Rate of entries. At the beginning I wrote entries every day or two (highest number: 24 in September 2006; second highest number: 20: March 2007). At times, the rate of entries has slowed to a trickle (4 entries for Sept and October of 2008), but just when I thought I’d dried up, something in me would find the need to write something. Over the past year, I’ve produced on average one or two entries per week, which feels like a good number for this.
Blog Process. I do collect ideas for blog entries, although many are never written. At the end of each month, there are usually a couple unfinished entries, most of which will never be completed. I never compose directly in Blogger; instead, I draft entries first on my notebook computer, then copy them onto the Blog. I always revise entries before posting, sometimes extensively, so that posted versions are generally second drafts (but still contain typos and errors nevertheless). I occasionally go back and revise previously posted entries.
Reader comments invited. I think people find posting comments to this blog to the a bit of a pain, which is my theory for why there aren’t more comments posted. To begin with, you have to sign up for a Google account. Early on, I decided to moderate comments, after someone posted spam on the blog. That means you can’t post directly to my blog; instead, when you submit your comment, Blogger sends me an email message containing the comment and asking me if I want to publish or reject. I will publish any comment that is reasonably relevant and appropriate. Two recent comments that I rejected were ads, one for someone’s internet dating website and the other a dodgy-looking internet drug discount site pushing anti-anxiety medication! I think a lot of my serious readers have really interesting things to say but are too shy to post comments, so I would like to take this opportunity to encourage them to do so!
Future Prospects
What are my goals and resolutions for the 2009?

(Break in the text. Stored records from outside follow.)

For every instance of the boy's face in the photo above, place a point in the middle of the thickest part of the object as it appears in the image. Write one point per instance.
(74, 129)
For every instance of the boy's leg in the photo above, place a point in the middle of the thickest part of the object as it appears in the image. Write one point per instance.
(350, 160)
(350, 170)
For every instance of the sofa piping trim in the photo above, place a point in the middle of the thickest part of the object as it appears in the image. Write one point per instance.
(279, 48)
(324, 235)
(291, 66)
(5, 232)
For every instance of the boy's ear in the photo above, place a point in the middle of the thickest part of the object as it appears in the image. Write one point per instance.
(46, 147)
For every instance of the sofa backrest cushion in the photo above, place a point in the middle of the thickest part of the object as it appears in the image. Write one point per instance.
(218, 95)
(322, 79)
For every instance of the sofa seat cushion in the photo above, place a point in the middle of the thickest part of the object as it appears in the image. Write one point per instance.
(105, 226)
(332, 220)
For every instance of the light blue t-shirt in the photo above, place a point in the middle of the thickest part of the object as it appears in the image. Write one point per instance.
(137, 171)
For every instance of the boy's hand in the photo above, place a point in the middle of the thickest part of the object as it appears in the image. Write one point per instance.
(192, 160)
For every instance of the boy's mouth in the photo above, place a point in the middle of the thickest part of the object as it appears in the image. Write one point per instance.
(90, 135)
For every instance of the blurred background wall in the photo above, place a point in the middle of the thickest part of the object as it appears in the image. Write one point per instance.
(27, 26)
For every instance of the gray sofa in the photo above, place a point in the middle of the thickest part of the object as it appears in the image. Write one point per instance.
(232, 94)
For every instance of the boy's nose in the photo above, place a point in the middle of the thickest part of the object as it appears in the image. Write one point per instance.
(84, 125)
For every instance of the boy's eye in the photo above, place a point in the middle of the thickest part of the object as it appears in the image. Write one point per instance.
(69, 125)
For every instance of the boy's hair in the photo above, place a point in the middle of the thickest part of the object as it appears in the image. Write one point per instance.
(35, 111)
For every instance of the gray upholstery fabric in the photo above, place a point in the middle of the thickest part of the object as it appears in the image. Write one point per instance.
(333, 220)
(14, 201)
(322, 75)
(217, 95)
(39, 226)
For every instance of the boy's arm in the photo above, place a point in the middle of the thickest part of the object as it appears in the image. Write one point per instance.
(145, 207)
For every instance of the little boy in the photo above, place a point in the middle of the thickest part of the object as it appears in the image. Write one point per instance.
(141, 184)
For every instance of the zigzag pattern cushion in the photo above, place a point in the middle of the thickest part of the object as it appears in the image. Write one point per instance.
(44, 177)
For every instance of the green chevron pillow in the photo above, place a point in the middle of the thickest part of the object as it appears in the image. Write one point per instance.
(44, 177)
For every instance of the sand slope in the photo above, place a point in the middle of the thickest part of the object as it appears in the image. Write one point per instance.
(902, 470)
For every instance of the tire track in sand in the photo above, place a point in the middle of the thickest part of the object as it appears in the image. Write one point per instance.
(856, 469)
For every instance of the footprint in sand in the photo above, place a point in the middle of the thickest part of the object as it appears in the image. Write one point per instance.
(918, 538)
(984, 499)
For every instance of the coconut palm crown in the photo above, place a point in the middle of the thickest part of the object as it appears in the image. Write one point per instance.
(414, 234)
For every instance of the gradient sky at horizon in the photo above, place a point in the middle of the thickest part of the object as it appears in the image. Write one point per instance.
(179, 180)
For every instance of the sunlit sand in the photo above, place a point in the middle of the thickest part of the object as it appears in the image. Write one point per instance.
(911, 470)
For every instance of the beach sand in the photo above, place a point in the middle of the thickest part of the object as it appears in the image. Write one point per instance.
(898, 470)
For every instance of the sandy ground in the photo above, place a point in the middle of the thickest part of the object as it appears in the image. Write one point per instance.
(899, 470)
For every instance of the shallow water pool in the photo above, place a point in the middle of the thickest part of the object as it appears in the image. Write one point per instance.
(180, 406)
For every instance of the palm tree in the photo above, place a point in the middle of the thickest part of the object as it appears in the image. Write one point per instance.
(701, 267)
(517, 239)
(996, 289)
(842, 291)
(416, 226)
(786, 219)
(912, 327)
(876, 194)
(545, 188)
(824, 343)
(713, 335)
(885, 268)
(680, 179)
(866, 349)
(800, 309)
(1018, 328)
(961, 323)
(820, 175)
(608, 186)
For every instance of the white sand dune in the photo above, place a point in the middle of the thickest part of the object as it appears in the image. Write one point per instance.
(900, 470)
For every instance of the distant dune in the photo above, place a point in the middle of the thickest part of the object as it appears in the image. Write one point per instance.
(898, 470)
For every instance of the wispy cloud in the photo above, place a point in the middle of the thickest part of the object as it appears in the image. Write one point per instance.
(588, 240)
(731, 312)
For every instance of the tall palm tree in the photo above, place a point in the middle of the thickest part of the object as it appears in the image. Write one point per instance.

1. I’d like to continue doing 2 entries per week, along the same lines as before, continuing to mix personal and professional entries.
2. I certainly intend to continue documenting my views of developments in the politics of the helping professions in Scotland and the UK.
3. I plan to resume my “Saturday Adventure” entries of interesting sights around Scotland.
4. Although this blog is primarily a verbal medium, I’d like to include more photographs.
5. I’d like to write more about the social anxiety research we’re doing in the Research Clinic; I’ve had to be careful here because of confidentiality issues. Fortunately, as we accumulate more clients it becomes more possible to write generally about common, repeating clinical phenomena that are emerging in several different clients.
6. I’m hoping that new, unexpected and interesting things to write about will emerge. Part of the fun of doing this is the opportunity to follow new interesting developments!
For now, I wish you a peaceful and prosperous New Year.